"Just tell me when — where — to run."
The book, "In the President's Secret Service," tells stories of men behaving badly, but those men were president or vice president, not agents. For all the bawdy tales of Lyndon Johnson and Kennedy, their protectors are portrayed as loyal if overworked and, with some leaders, underappreciated.
The author, Ronald Kessler, said in an interview that the Colombian episode "is the biggest scandal in the history of the Secret Service" yet, from his knowledge of how agents conduct themselves, "an aberration."
Consorting with prostitutes opened agents to the risk of blackmail or other avenues to eavesdrop on or harm the president, had the women been tied to terrorists or spies, Kessler said. To his mind, that makes the breach worse than the 2009 infiltration into Obama's state dinner by Michaele and Tareq Salahi, a security lapse that could have had grave consequences if pulled off by people other than two social climbers from Virginia.
Whether the Colombian shenanigans were part of a "cultural blueprint," as Republican Sen. Lindsey Graham of South Carolina suggested, or closer to the act of "a couple of knuckleheads," as Obama initially put it, will be seen in time.

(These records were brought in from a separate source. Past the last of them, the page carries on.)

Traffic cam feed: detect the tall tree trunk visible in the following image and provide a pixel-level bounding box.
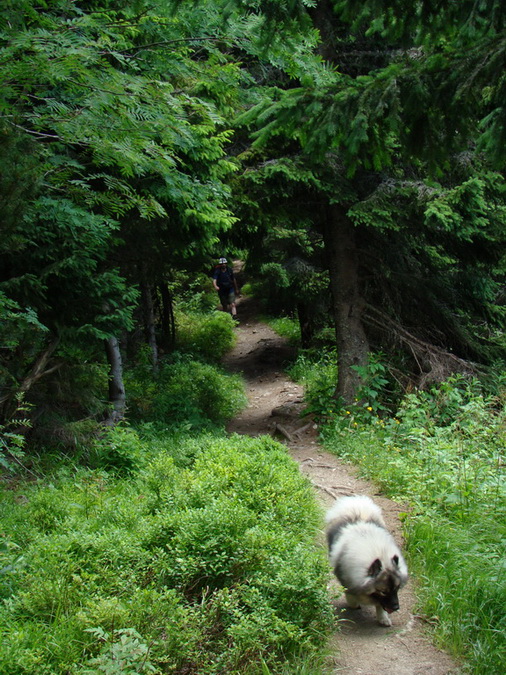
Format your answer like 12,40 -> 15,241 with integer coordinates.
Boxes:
141,268 -> 158,371
0,337 -> 63,422
105,337 -> 126,424
323,205 -> 369,405
160,282 -> 176,351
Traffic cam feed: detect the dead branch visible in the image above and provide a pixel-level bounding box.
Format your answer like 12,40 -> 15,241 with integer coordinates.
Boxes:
364,305 -> 478,388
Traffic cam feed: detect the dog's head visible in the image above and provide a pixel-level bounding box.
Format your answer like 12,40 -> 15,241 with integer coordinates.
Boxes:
367,555 -> 406,614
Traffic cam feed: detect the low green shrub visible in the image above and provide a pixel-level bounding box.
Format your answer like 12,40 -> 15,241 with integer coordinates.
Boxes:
287,350 -> 338,419
125,354 -> 247,428
0,434 -> 332,675
176,311 -> 237,363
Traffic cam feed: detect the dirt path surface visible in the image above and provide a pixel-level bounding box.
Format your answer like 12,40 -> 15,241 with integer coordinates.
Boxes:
224,300 -> 459,675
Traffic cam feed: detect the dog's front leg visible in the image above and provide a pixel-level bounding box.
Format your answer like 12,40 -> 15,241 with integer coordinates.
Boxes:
346,593 -> 360,609
376,605 -> 392,626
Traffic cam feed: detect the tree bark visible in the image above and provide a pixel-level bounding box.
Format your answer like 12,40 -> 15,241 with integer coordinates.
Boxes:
141,269 -> 158,371
323,205 -> 369,405
160,282 -> 176,352
105,337 -> 126,424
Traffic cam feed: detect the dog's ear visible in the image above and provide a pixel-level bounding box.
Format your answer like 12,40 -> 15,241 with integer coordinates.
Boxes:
367,558 -> 382,577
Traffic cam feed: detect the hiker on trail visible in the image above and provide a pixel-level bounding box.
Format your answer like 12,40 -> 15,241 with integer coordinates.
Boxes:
213,258 -> 239,320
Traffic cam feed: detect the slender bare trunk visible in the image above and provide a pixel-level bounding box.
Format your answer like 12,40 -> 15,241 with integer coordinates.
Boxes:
141,274 -> 158,371
324,205 -> 369,405
105,337 -> 126,424
160,282 -> 176,351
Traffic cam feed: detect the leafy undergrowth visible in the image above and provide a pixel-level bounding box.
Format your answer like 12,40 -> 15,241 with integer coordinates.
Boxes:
324,378 -> 506,675
0,425 -> 331,675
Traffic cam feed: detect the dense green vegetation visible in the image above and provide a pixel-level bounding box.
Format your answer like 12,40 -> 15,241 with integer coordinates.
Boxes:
292,346 -> 506,675
0,0 -> 506,675
0,427 -> 330,675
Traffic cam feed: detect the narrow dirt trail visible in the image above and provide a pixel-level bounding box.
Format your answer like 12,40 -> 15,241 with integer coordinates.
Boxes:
224,299 -> 458,675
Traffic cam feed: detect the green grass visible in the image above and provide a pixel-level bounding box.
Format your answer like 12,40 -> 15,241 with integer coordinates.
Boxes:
0,434 -> 332,675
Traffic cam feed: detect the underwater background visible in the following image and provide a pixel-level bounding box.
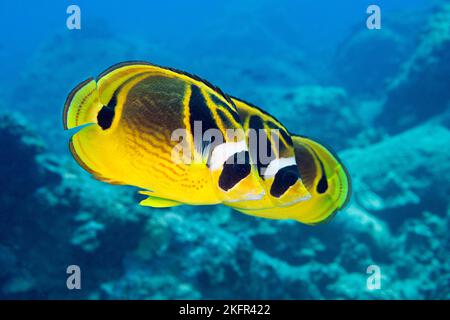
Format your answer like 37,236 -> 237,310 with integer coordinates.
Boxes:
0,0 -> 450,299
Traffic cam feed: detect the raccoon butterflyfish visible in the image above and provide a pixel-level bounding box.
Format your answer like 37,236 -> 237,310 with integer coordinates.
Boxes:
63,62 -> 350,224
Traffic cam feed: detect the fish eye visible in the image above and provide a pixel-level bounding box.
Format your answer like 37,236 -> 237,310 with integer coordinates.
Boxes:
97,106 -> 114,130
97,95 -> 117,130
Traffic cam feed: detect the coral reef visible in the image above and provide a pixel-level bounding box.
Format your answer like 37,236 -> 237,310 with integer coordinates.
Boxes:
0,109 -> 450,299
0,2 -> 450,299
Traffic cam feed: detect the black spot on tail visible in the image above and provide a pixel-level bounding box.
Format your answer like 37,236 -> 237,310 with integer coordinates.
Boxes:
219,151 -> 251,191
316,159 -> 328,193
97,94 -> 117,130
270,165 -> 299,198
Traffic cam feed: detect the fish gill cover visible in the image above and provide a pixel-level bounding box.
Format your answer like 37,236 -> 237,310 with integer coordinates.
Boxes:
0,0 -> 450,299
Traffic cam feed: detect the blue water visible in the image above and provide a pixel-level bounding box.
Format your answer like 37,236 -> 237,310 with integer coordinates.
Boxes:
0,0 -> 450,299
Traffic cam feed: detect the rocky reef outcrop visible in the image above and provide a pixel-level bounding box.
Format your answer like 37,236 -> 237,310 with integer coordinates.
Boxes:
0,110 -> 450,299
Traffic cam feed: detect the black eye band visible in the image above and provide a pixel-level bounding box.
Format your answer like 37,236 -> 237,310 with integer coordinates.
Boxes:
97,95 -> 117,130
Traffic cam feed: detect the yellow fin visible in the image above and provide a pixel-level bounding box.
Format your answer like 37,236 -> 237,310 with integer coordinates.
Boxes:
293,136 -> 351,224
139,191 -> 182,208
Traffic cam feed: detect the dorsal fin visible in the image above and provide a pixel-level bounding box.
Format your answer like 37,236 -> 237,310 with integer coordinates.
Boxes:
97,60 -> 233,105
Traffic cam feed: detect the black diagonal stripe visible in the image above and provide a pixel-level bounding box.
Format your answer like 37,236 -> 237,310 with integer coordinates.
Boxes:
270,165 -> 299,198
249,116 -> 275,179
189,84 -> 219,154
219,151 -> 251,191
209,94 -> 241,123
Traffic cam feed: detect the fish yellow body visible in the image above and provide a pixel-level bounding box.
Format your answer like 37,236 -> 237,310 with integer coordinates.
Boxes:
63,62 -> 350,224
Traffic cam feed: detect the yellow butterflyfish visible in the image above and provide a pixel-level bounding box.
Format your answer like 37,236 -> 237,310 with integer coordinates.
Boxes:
63,61 -> 350,224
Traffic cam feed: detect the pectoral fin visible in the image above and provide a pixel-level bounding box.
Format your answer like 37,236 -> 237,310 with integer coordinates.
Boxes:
139,191 -> 182,208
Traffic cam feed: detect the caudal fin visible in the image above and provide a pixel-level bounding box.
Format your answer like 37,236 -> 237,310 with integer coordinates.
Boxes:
63,78 -> 102,130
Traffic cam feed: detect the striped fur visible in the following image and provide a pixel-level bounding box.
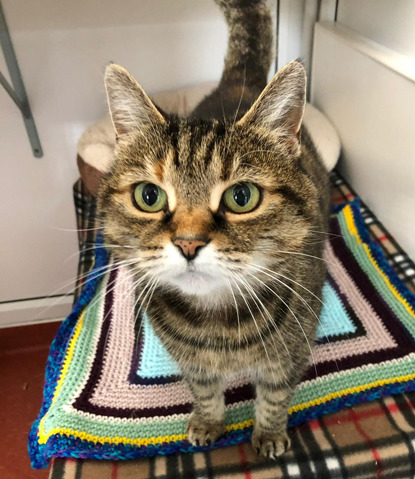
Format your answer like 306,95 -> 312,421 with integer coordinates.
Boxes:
98,0 -> 328,457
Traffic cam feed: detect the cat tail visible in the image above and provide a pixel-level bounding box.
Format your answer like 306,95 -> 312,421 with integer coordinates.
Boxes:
215,0 -> 273,92
191,0 -> 273,121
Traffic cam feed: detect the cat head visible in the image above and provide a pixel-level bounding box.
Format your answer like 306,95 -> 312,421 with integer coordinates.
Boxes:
98,62 -> 315,304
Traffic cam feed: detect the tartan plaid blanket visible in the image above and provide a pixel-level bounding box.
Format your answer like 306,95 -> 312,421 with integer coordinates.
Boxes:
50,174 -> 415,479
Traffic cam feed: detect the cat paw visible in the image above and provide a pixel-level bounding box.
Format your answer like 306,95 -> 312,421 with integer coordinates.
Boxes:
186,414 -> 225,446
251,431 -> 291,459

The service now has issued higher standards of conduct. Supervisors will chaperone certain trips, officers will be told establishments they can't patronize, drinking will be more restricted and they are prohibited from bringing foreigners to their rooms unless they are hotel staff or law enforcement counterparts.
To be sure, no organization has a clean slate and the Secret Service is no exception. In a 2002 story, U.S. News & World Report catalogued a San Diego bar brawl involving agents, the hiring of strippers in Ohio and Miami offices, superiors' tolerance of repeated incidents of suspect drunken driving by an officer, and other bad-apple episodes stretching back years.
Now, secrets, half-truths and pure innuendo spread at light speed in the age of thumb drives, smartphones and tattlers' other digital tools, Dezenhall says, so it's not easy to divine whether an organization's lapses are a departure from the norm or part of a tradition that people never heard about in the pre-digital age.
"So much comes down to somebody with a thumb drive," he says. "It doesn't mean that the inherent behavior is new. It means people who want to come after you now have the goodies to do it."
How does a scandal manager manage that?
Dezenhall says it may take an "organizational CAT scan" of the service's leadership and personnel, not mere public relations spin, to get the agency's reputation back in line with the mythology. "You don't communicate your way out of this stuff."